This page is not created by, affiliated with, or supported by Slack Technologies, Inc.
2023-12-25
Channels
Hey, Is there a way to query transactions? I want to retrieve all transactions between certain dates. Later on, I would like to query some entities related to these transactions. Thanks! 🙏
Hey @U041BLZNVFA 👋 is this related to XT1 or XT2?
In XT2, there's a table called :xt/txs
where you can get transaction info - try '(from :xt/txs [*])
. We're currently considering how best to link these transactions to the entities created within them.
In either XT1 or XT2, you can create a transaction function which can attach transaction metadata to your entities, or insert extra documents so that you can link the transaction to the created entities.
• https://v1-docs.xtdb.com/language-reference/1.24.3/datalog-transactions/#transaction-functions
• https://docs.xtdb.com/reference/main/xtql/txs.html#_call
XT1 doesn't have tables, but it does have the open-tx-log
API which you can use to scan for modified entities
Would it be feasible to have an extremely lightweight backend if only a single user would be allowed to run the in-memory version of XTDB v2 and only they would interact with it? I'm not talking about lambda functions but a backend that would basically run for each user (in theory) (for instance user fetches their account and then does a couple of joins on two tables and so on). What I'm thinking is that you mentioned the offloading of the working memory to object storage. What if it would be very aggressive and would only store the data items that were queried by the user? This would mean that XTDB v2 would be hostable in a very tiny "scope". Or maybe... agressive to not cache any objects at all and only query them on demand every time? What do you think about it? Maybe there is a good opinion about it? Would the increased incoming tx bandwidth offset the pros of this design? Would each XTDB instance need to have their own S3 bucket (or equivalent)?
Ah, sorry @U028ART884X: it's the non-working set that gets offloaded to object-storage - each node keeps its working set as local as possible so that it can respond to queries quickly. > This would mean that XTDB v2 would be hostable in a very tiny "scope". It would, yeah... This is something we could have optimised for, but I suspect this would mean quite a different database, in terms of the tradeoffs and constraints we were working with.
(openly, now wondering exactly what it'd take for us to do something like this! :thinking_face:)
There's certainly a few decisions we've taken so far which work against us, here - things like the page/file sizes, the on-disk format, the batchiness of the query engine - things which are (obv) more optimised for the deployment style we're recommending
If the goal here is multi-tenancy, it might be preferable to run one large XT instance instead, if that XT instance could also provide safe, fine-grained authn/authz (as we're aiming to do - but obviously aware we don't have that atm)
I'm thinking whether it would be possible to run XTDB inside the backend nodes and have all of these nodes very small and very disposable. i.e. the object storage and DB's snapshots would live separately in some kind of durable service (S3 or other), the MQ would keep the WAL (let's say it's Kafka) and then the Backend part would contain XTDB-inmem and backend logic in one node. If I'd want to implement this via my own event loop then I'd need to shard my data. But maybe this object offloading could allow for me to not need to think about sharding my data and instead it would "just work" by allowing the business logic to "use the data that it needs to use". I'd also want to keep the tx listener in that Backend node so that I'd be able to react to changes in WAL. This would of course mean that the MQ would have to send everything to every node. Buf first let's see if this is even possible.

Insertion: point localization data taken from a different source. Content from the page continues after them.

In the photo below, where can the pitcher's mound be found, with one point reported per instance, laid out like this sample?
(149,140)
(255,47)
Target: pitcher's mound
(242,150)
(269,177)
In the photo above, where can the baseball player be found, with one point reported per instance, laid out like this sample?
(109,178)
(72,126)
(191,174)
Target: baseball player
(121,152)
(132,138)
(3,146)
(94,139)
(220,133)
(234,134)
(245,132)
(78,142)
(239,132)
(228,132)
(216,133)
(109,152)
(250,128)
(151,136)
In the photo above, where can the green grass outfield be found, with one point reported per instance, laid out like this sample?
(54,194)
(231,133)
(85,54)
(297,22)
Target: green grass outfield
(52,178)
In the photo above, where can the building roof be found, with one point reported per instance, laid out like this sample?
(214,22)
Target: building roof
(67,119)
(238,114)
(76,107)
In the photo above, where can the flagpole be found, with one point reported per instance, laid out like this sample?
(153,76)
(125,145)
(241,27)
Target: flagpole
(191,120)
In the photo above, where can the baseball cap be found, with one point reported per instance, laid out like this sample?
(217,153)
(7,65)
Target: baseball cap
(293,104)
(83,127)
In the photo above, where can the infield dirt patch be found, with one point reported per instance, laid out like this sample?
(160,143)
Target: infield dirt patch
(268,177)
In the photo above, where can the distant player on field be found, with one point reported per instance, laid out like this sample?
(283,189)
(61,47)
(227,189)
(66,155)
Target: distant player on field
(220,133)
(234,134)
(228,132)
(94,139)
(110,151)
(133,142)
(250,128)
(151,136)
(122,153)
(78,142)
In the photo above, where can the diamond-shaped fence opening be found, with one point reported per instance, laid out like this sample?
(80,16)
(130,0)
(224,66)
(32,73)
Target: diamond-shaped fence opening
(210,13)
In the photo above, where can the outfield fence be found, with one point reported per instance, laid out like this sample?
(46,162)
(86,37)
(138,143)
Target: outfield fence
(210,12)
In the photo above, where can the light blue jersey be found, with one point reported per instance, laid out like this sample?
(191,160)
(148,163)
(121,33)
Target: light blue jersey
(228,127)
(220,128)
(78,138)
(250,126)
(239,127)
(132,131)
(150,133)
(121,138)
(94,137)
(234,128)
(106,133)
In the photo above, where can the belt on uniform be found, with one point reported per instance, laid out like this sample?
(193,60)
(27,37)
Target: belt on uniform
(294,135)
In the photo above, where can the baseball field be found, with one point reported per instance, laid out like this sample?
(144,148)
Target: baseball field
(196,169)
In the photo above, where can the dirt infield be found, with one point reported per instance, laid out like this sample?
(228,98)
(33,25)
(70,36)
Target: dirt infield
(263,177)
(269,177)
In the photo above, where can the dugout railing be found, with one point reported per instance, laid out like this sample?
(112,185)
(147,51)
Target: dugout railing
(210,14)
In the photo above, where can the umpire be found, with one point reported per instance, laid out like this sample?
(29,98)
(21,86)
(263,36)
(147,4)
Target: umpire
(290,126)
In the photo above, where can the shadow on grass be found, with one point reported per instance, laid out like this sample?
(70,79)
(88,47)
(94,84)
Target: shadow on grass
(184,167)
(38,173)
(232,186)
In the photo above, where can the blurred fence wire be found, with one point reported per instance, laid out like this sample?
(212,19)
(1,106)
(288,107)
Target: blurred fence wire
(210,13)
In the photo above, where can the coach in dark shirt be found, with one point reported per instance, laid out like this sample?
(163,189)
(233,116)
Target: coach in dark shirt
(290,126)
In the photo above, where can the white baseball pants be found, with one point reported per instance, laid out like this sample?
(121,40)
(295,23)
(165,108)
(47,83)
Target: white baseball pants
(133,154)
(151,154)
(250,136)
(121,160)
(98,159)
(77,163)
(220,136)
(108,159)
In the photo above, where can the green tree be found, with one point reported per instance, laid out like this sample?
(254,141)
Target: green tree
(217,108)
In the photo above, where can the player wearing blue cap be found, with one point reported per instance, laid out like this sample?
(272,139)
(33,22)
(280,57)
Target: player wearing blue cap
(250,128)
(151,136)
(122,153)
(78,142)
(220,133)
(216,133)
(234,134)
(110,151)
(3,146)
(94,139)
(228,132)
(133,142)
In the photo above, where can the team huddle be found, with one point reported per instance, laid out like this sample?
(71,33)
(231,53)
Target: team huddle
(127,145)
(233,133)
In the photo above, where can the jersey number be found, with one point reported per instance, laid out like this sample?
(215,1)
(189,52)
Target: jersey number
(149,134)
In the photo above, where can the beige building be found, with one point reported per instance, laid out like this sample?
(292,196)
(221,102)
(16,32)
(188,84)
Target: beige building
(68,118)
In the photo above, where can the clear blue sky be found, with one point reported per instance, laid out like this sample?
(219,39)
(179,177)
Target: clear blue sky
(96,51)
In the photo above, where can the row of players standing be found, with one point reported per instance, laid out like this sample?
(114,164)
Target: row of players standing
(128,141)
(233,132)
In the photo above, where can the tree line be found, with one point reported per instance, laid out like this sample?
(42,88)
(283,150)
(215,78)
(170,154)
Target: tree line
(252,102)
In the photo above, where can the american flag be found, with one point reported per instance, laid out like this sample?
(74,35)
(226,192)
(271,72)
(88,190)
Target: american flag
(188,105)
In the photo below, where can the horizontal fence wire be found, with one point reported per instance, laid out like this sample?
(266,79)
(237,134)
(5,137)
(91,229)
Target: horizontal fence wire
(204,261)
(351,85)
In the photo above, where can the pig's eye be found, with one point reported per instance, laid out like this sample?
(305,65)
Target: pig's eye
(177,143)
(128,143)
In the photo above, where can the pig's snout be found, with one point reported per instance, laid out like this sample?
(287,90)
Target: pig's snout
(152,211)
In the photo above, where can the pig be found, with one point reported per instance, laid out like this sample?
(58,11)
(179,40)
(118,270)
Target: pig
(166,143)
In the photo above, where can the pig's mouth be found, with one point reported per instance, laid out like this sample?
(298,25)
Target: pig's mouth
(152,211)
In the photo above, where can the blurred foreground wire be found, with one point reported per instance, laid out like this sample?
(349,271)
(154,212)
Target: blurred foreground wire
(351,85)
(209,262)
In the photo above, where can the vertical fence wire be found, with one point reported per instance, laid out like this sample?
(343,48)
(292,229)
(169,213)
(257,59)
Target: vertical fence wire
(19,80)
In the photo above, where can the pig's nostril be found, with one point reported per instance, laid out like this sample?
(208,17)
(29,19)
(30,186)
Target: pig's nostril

I think that what I tried to describe is just a Single-leader replication with more steps and storage lock-in. The ultimate thin backend node is a stateless one. Because if S3 would be shared then only a single writer should be able to write into it and other nodes would listen to that leader to read the indexes that are produced on S3. And all of this still means that the ingestion speed won't be faster than just piping through a MQ. The only difference is that something like PostgreSQL doesn't provide the WAL listener channel to the backend node.